Asked if he thinks SVG was on the right track in supporting Venezuela and offending the United States, Sir James said:
“I do not support the government of Venezuela and the way they are operating and I would not want to identify with that country and its military country.”
SVG should help Venezuela change
Sir James was prime minister when the New Democratic Party administration established Kingstown-Caracas ties.
He believes that Kingstown should help to nudge Caracas.
“I think we should help them move in a different direction — by first of all having frank dialogue and telling them that they are wrong. You have ruined your people and be careful with what you are doing. Can’t you see starvation? Can’t you see hunger?”
He further said:
“If you see a friend of yours going down the wrong road, you have a moral responsibility to guide them away from that. If you see your loved ones about to commit suicide, you have a responsibility to take the knife away. We have a responsibility to be helpful and not find ourselves fighting against the whole world…”
The NDP founder, who seems to be on the mend with his party after a years-long rift with former leader, Arnhim Eustace, said he hopes he is speaking on behalf of the NDP on this issue.
“I would not like to think that the NDP supports the lack of human rights and the abolition of the judiciary and the abolition of the congress. If the NDP supports the abolition of the congress, that means they don’t want Parliament to exist. No, no. We can’t go down that road.”
He said whether people like it or not, kingdoms fall.
“The kingdoms of Maduro, Chavez, will fall. I see that our intelligent finance minister is taking a position. It looks as if now that [Fidel] Castro is dead and [Hugo] Chavez is dead, he must be the leading advocate of socialism in the world. You’re going against the entire world supporting Venezuela…

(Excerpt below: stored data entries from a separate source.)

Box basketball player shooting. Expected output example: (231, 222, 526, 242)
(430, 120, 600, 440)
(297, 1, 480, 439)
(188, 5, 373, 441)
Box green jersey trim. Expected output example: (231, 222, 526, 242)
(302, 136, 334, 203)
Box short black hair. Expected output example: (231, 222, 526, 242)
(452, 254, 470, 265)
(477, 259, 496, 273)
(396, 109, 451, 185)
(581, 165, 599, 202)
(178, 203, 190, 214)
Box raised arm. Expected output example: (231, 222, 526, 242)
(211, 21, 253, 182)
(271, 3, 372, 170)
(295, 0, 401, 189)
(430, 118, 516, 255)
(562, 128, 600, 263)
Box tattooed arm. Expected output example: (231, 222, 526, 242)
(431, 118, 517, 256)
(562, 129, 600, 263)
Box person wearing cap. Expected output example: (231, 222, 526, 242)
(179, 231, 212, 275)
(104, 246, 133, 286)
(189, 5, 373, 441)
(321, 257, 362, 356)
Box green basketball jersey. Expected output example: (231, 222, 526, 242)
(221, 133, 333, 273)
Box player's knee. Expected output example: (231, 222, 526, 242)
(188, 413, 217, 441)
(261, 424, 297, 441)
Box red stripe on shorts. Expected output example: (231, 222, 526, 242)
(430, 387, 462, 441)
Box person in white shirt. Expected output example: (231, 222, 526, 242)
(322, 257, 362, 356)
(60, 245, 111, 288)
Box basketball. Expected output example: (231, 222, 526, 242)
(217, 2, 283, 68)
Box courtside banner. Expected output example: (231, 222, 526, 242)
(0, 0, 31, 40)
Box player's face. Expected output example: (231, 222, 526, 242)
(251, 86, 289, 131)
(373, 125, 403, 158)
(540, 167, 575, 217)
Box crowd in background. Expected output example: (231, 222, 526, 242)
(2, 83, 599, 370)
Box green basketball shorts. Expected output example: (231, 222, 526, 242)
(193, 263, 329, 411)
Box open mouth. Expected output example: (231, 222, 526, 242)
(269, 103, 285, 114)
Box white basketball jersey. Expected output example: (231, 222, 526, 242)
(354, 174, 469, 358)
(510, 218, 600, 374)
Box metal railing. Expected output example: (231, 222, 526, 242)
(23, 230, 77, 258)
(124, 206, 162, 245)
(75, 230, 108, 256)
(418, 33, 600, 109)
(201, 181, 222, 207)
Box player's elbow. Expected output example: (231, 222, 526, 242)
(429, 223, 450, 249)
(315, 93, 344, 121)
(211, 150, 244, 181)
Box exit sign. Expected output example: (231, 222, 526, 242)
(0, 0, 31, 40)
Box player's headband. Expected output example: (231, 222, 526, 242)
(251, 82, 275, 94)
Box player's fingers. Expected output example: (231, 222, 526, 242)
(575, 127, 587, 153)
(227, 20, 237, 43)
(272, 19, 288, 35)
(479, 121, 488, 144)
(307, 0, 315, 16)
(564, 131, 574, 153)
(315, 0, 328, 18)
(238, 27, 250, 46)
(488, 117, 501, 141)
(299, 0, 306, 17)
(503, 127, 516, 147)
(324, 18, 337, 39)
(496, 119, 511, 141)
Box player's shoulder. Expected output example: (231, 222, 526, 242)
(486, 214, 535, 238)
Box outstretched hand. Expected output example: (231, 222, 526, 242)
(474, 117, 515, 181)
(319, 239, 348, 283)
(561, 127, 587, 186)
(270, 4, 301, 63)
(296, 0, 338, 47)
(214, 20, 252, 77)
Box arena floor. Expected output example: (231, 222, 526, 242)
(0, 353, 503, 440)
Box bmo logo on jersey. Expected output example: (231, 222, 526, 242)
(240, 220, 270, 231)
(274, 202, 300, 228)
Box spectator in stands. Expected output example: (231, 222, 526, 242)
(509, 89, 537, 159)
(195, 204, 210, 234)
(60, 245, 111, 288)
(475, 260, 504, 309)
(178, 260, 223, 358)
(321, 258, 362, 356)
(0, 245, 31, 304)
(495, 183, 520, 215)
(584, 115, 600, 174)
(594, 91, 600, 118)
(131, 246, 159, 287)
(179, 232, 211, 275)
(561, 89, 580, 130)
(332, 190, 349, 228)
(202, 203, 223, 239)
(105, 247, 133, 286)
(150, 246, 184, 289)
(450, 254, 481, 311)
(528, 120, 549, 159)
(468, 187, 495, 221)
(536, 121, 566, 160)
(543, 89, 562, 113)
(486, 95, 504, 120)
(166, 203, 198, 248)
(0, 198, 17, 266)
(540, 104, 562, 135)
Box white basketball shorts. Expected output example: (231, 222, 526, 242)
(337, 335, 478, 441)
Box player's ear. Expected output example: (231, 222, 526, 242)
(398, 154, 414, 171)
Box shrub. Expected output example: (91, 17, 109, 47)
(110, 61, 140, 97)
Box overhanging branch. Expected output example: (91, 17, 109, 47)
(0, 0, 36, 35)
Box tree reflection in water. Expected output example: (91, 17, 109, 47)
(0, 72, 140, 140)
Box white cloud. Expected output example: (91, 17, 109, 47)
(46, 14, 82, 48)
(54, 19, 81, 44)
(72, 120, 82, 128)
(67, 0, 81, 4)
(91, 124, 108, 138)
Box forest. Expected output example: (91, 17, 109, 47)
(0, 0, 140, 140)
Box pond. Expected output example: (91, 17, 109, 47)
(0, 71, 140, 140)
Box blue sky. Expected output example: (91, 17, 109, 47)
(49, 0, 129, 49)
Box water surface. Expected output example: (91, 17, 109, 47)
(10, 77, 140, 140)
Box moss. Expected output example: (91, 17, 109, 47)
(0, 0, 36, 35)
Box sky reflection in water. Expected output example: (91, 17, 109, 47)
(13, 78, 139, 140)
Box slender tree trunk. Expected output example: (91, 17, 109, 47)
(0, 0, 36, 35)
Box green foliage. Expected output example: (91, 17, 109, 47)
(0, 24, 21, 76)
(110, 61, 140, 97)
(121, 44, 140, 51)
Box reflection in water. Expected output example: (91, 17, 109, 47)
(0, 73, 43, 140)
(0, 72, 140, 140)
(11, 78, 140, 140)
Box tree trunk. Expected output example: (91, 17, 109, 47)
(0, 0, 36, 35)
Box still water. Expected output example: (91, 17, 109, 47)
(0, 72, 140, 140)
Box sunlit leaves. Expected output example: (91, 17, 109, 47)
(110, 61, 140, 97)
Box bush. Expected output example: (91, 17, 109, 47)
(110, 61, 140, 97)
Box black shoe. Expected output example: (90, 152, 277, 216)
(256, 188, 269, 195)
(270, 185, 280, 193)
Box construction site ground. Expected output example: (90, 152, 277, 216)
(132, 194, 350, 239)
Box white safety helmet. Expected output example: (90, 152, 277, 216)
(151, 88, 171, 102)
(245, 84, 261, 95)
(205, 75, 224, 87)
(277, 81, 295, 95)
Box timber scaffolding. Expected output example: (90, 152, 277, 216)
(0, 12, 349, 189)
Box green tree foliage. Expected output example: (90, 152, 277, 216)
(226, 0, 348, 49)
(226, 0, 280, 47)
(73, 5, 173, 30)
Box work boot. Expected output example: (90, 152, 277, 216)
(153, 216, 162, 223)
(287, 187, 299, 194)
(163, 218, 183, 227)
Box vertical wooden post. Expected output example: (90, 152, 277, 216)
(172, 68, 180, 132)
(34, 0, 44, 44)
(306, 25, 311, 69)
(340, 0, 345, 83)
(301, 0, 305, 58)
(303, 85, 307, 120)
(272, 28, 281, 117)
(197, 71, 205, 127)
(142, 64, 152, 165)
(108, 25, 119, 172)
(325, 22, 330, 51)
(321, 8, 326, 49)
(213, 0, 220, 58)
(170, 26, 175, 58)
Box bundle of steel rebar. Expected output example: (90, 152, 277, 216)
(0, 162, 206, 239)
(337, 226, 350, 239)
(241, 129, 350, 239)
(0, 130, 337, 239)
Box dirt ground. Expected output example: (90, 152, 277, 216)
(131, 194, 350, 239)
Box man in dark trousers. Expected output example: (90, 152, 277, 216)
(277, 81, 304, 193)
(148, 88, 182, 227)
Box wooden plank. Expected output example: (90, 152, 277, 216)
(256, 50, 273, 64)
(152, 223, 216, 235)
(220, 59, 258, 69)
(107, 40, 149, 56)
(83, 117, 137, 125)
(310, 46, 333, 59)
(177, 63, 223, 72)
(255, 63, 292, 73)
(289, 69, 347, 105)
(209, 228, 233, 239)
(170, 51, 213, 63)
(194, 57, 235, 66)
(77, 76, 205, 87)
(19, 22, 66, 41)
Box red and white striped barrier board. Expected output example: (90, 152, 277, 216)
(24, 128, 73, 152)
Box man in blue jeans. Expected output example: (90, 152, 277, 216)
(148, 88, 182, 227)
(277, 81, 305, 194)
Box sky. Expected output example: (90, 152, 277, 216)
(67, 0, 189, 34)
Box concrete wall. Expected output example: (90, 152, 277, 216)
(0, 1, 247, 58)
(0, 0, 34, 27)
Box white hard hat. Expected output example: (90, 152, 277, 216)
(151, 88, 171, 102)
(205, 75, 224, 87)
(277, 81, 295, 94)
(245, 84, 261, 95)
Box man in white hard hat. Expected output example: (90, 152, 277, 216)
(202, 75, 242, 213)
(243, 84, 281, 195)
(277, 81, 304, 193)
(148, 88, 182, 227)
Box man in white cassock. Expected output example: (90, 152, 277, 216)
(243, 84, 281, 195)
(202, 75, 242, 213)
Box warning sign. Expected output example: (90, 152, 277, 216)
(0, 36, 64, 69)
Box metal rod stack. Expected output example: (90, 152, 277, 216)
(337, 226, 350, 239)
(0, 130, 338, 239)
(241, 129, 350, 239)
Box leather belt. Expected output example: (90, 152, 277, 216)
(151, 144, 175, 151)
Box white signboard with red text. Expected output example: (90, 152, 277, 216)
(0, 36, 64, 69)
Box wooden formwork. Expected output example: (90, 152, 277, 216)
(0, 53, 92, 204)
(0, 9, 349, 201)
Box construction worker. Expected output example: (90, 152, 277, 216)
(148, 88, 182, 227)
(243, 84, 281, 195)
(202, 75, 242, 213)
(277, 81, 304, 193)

“… the whole world is paying attention to Venezuela. Are we an island to ourselves? Should we not be paying attention too? It’s a terrible situation. Venezuela was once the wealthiest country in the whole of South America. And now, Venezuela is the poorest.”
Mass exodus amidst runaway inflation
He said that in 2017, the number of persons who had “abandoned” Venezuela for the United States was 290,224, for Columbia 600,000, for Spain, 208,333; for Ecuador, 39,579, for Brazil 35,000, and for Chile 119,051.
“Fourteen countries have recalled their ambassadors, including Argentina, Brazil, Canada. All those are some recent ones but several other countries have withdrawn their ambassadors before.”
He said that on the day of his comment, US$1 was valued 6,049,200 bolivars, according to Oanda, a currency exchange website.
He said the 6.04 million exchange rate was after five zeros had been dropped from the figure.
“It’s too much. They can’t count it.”
Sir James said he had a copy of The Economist from May 12, 2012 and the exchange rate was US$1 to 4.29 bolivars.
“And it was also the same rate the year before,” Sir James said adding that The Economist has a tabulation of major currencies, including the bolivars.
“If you look at a current issue of The Economist, there is no quotation on Venezuela because there is no space in the column to put in all these millions.
“And there is total chaos in that country.”
Sir James said that the situation in Venezuela is totally different from when he first visited as trade minister in the 1960s.
“Venezuela, at that time, was the richest country in South America. If you go into the Caracas Hilton on a Saturday night, where my delegation was staying, you’d think that you are in Paris.”
He said that at that time it was said that there were a lot of poor people in Venezuela but it was mainly Colombians who were fleeing the conflict with the drug cartels.
“Over a million Colombians migrated to Venezuela. I don’t believe there is a single Colombian in Venezuela and it is because of the kindness of Venezuela to Colombia in the past that Colombia is prepared to take in so many Venezuelans.
“And it is terrible,” he said.
“We have to bear in mind and listen to what is happening to our neighbours,” Sir James said.